On June 22nd, 1940, France capitulated and all of continental Europe was under the yoke of the Nazi war machine. Five weeks into his premiership, Winston Churchill faced the overwhelming crisis of our times – alone.  Less than five years later, the omnipotent Nazi threat was crushed and no more.  The achievement is truly stupefying, but grounded in the recognition that in all crisis management , principled focus on your inherent strengths, grim determination, and marshaling your resources can with destiny’s help achieve victory.

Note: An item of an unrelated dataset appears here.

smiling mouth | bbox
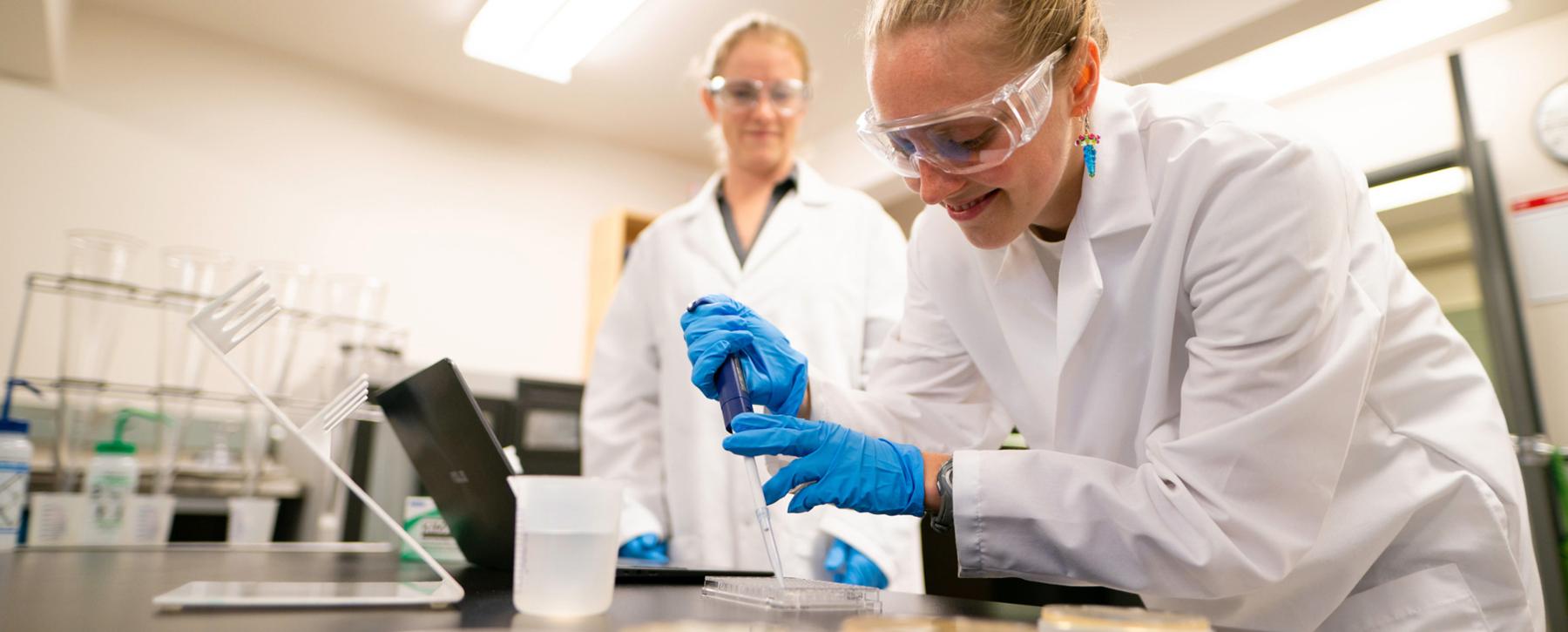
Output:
[943,188,1002,214]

Unfortunately, I feel today’s  western world is approaching similar moments of crisis and threats to their existence.  Although the menace is not so much state sponsored, the pattern of defeatism, appeasement, and self destruction is progressively apparent, and our leaders reflect similar traits to the British bumblers of the 1930s.  Progressive debt, isolation, appeasement of foreign tyrants, and draw down of a nation’s defenses are sowing a defeatism in our nation that make it increasing difficult to imagine defeating the impending crises of existence that our wayward habits are driving us toward.  The President stands in a posture that almost seems blind to the tides of destruction, not dissimilar to Prime Minister Stanley Baldwin, who seemed progressively denser as the risks grew higher.  Churchill, in perfectly framing Stanley Baldwin, may have inadvertently defined perfectly our current President Obama as well.

“Occasionally he stumbled over the truth, but hastily picked himself up and hurried on as if nothing had happened”

As we gear ourselves up for what will be necessary to return to stability and progress as a people, let us hope that a Churchill awaits in the wilderness to tell us the truth, a show us the way out.

 

 

One thought on “May 10th, 1940

  1. Thank you for reminding me of what a truly great man Winston Churchill was. We need a person of such grit, conviction and intelligence today!